![]() |
A price chart of Bitcoin is displayed in a customer center of Bithumb in Seoul, Monday. Yonhap |
By Lee Min-hyung
The unexpected insolvency of the once-high-profile cryptocurrency exchange, FTX, comes as a wake-up call for its Korean counterparts to reduce their excessive reliance on trading commission profits and diversify their revenue structures.
This situation comes amid investors' growing skepticism about the entire industry, after some seemingly undefeatable market players collapsed in a flash. It took only a few days for FTX and the now-defunct Terra stablecoin to spiral out of control.
Korea's crypto exchanges have so far remained relatively free from such incidents, but they now face mounting pressure to find alternative stable revenue sources amid dwindling investor sentiment and yearlong market doldrums.
According to data from the nation's top four exchanges ― Upbit, Bithumb, Coinone and Korbit ― they reported double-digit earnings falls during the first half of 2022 from a year earlier. Upbit, the dominant market leader, generated an operating profit of 566.1 billion won between January and June, down by 69.7 percent from the previous year.

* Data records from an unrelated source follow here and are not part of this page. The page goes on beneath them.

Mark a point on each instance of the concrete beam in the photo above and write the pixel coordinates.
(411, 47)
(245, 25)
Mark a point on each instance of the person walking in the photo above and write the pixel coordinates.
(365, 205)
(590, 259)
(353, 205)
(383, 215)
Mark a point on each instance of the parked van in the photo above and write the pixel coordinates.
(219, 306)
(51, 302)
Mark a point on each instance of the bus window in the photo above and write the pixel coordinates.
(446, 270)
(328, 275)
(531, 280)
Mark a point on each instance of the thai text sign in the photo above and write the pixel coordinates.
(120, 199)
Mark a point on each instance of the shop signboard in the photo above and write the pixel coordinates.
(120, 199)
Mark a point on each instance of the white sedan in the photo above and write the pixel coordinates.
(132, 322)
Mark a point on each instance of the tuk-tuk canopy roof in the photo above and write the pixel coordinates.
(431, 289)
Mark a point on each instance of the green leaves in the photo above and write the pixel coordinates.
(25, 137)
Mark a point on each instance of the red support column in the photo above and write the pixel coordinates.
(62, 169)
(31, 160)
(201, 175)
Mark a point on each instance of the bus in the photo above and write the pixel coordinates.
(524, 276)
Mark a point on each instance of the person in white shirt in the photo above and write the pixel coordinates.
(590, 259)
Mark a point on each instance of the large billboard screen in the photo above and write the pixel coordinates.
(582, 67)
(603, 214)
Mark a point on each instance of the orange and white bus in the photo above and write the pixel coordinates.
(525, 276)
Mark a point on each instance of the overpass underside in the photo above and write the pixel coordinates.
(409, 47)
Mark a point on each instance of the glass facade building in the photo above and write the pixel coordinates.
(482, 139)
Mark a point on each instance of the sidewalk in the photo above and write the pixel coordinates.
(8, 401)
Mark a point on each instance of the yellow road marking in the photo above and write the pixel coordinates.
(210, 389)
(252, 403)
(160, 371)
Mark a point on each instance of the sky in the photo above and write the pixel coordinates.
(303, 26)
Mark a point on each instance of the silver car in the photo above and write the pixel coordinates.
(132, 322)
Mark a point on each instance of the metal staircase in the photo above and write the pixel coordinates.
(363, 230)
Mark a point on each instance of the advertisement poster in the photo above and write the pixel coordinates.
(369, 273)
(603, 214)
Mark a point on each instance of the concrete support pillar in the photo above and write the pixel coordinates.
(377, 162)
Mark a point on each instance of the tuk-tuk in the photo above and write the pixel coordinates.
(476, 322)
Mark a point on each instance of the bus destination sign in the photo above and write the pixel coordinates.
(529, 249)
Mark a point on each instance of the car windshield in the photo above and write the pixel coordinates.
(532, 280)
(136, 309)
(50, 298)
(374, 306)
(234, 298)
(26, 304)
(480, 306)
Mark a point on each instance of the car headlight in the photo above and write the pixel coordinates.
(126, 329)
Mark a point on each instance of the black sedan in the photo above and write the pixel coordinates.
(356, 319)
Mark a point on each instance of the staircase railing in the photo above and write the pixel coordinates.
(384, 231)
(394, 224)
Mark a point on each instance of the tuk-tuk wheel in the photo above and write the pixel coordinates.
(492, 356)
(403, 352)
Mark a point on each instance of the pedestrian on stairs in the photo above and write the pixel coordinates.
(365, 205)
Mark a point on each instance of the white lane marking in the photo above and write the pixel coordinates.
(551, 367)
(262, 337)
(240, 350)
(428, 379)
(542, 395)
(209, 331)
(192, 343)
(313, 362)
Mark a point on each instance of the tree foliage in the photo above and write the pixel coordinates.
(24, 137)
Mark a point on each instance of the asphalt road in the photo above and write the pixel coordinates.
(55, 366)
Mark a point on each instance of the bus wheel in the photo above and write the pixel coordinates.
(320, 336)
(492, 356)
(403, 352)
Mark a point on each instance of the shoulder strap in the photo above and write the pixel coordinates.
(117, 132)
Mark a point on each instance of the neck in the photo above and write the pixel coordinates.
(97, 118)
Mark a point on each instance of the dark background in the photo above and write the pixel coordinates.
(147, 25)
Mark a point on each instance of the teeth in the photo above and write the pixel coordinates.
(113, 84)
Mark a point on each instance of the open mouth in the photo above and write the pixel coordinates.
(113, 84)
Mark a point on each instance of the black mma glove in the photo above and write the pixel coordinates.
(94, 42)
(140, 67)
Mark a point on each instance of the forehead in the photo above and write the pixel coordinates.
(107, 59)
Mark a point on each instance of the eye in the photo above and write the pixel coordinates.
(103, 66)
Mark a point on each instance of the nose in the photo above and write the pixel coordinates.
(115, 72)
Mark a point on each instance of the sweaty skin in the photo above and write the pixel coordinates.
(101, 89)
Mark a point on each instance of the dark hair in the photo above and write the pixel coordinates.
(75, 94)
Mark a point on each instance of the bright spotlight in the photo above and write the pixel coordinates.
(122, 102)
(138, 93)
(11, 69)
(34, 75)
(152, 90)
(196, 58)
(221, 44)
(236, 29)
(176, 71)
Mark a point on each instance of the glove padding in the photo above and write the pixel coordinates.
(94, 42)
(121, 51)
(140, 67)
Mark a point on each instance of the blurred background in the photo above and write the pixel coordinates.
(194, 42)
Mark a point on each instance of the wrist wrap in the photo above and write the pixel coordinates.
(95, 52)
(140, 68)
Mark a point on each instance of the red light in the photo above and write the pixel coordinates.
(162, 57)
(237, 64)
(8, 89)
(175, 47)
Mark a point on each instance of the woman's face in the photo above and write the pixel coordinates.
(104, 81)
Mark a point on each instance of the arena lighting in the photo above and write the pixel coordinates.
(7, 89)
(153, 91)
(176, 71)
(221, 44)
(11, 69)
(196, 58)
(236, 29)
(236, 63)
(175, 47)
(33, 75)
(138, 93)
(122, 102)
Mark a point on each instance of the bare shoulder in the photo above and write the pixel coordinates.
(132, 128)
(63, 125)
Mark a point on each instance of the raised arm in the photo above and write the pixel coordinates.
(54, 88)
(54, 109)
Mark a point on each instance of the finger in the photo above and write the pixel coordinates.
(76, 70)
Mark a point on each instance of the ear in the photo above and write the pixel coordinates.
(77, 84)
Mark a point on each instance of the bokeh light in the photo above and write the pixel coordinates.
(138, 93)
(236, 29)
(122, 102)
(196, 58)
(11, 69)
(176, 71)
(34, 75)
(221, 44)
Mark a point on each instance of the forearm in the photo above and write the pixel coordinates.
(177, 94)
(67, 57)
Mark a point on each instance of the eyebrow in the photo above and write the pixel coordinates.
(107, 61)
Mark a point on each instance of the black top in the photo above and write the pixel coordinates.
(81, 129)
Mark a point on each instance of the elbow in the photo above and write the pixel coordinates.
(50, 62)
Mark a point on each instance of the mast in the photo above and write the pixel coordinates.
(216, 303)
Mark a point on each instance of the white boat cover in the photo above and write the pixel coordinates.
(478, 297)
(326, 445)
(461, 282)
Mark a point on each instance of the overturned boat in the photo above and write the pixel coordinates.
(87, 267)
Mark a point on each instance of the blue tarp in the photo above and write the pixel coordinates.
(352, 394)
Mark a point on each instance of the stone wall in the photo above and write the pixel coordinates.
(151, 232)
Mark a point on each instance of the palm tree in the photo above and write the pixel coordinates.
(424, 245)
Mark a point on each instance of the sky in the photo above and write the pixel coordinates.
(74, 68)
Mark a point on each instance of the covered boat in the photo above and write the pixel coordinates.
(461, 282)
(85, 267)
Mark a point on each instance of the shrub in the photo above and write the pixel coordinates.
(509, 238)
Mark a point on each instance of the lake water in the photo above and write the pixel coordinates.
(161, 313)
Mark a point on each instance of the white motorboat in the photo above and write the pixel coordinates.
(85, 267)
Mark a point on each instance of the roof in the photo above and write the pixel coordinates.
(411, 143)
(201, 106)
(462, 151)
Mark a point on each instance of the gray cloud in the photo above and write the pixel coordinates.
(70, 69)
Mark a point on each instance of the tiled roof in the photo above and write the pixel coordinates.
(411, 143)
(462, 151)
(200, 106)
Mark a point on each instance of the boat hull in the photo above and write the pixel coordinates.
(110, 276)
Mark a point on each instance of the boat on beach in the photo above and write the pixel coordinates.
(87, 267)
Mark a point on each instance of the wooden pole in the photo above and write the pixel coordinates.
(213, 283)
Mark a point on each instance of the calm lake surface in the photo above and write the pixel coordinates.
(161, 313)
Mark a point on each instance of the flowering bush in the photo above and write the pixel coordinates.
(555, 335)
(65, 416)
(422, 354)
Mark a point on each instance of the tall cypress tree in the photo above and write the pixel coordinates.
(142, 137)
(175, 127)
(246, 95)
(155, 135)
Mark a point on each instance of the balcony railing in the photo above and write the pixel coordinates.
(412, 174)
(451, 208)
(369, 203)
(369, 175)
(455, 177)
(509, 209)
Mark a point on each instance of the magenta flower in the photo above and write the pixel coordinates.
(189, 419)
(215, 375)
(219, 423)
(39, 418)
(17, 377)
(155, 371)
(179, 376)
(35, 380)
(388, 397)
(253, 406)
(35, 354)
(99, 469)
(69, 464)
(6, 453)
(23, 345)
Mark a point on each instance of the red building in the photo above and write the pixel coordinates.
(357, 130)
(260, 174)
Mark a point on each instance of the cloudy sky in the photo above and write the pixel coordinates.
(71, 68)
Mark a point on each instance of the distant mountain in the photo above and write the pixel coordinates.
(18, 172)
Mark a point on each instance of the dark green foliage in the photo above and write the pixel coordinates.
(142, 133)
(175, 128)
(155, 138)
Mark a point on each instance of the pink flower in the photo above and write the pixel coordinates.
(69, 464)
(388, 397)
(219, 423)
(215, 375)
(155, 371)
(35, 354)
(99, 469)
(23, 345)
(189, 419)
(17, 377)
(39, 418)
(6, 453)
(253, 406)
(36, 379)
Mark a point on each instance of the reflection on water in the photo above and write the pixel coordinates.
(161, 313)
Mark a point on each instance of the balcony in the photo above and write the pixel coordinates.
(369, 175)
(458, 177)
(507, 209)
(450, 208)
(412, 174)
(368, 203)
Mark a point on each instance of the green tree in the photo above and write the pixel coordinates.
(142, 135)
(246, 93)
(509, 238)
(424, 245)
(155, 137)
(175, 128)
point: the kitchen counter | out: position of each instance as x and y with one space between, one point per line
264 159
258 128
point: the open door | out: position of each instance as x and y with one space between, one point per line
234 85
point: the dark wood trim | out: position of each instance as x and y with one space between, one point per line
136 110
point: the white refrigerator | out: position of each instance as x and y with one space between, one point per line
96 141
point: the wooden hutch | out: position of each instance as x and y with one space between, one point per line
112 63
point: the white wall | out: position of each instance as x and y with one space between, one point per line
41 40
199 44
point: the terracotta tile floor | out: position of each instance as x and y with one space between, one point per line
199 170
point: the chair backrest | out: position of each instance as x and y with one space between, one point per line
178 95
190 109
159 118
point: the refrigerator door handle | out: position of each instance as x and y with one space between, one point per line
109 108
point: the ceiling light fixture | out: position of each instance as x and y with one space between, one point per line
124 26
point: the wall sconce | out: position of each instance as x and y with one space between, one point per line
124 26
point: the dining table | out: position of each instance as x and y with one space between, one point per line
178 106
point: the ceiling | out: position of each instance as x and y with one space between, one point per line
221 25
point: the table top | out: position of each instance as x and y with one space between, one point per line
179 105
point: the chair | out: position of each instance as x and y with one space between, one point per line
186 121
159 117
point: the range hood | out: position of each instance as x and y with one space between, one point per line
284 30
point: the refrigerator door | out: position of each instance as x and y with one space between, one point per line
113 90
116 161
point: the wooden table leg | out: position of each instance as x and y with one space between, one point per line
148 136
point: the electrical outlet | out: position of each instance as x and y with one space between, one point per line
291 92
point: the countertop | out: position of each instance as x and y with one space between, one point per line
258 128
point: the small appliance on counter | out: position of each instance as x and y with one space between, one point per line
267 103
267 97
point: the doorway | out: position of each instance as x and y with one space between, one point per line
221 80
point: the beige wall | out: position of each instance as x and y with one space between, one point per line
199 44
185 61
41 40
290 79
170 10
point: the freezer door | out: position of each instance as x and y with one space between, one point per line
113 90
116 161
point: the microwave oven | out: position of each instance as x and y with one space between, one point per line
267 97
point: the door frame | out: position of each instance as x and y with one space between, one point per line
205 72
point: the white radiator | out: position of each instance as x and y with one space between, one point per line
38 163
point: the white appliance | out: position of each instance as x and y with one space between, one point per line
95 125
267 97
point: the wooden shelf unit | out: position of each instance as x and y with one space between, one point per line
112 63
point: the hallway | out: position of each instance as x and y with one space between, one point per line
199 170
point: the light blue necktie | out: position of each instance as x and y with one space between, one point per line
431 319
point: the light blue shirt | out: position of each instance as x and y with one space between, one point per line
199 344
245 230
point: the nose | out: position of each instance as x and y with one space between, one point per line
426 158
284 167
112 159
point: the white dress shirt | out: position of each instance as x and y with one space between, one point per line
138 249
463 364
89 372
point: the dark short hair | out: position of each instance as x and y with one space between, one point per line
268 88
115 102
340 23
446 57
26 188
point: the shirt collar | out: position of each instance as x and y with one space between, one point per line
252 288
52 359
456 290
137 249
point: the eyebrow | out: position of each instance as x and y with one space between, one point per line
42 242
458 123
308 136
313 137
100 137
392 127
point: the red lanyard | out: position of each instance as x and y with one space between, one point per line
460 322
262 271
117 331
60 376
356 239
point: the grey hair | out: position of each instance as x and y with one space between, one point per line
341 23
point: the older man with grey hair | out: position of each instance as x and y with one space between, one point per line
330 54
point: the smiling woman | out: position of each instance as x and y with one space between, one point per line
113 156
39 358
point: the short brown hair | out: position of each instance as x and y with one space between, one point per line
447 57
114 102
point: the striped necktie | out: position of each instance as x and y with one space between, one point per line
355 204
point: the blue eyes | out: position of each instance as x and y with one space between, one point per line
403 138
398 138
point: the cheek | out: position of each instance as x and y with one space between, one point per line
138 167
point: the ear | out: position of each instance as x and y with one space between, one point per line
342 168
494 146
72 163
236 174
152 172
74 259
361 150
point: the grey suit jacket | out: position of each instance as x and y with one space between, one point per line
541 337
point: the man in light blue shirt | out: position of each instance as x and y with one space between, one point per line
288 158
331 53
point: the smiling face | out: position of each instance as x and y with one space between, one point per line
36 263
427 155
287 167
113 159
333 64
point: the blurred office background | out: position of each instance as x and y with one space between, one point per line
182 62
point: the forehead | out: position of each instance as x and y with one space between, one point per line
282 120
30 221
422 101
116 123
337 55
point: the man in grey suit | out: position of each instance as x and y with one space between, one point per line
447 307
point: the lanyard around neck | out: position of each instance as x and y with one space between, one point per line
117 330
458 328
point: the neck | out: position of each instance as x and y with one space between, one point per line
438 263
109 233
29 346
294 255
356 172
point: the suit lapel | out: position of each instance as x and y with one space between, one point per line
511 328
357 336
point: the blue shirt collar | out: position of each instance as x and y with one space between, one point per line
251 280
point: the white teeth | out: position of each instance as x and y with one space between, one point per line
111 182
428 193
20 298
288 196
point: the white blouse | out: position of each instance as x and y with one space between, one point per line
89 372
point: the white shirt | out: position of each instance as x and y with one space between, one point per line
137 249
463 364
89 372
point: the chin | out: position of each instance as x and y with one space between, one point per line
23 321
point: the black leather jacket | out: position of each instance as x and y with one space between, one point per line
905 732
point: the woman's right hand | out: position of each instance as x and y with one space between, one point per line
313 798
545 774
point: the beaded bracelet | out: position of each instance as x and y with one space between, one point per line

Its sales also dropped by more than 60 percent, affected by the freezing market sentiment.
Other exchanges also faced a similar earnings shock. Bithumb, the second-largest exchange here, also reported a drastic earnings fall during the same period. The company chalked up merely 7.4 billion won in net profit in the first half of this year, down 98.7 percent from a year ago.
Depending on the external market situation, most exchanges' earnings are on a rollercoaster ride each year, as almost all of their sales come from users' crypto trading commissions.
They enjoyed a super rally last year when the crypto frenzy reached its peak amid the then-super low interest rates. But after the U.S. Fed started its unprecedentedly hawkish monetary policy from the first quarter of this year, investors' sentiment has since hit a low point.
But Korean exchanges run a lower risk of experiencing such an abrupt meltdown, as they do not issue their own cryptocurrencies, unlike their overseas counterparts, such as Binance and FTX.
"Most exchanges understand the importance of finding new revenue areas, in their bid to reduce management risk during this period of market doldrums, but given the infancy of the industry, it is hard for them to generate stable revenue streams in a short period of time ― other than the conventional commission revenues," an industry source said.
Dunamu, the operator of Upbit, realizes the urgent need to do so, and it has recently started its overseas non-fungible token (NFT) business by partnering with HYBE, a leading entertainment firm here.
But other exchanges are still far from generating tangible outcomes in the drive to find the next cash cow.
"Exchanges have expertise in blockchain-related businesses, so most of them have so far made fresh attempts in areas such as NFTs and the metaverse. However, investors' attention in what was once considered the next industrial paradigm rapidly lost steam in line with the bearish crypto market sentiment," the official said.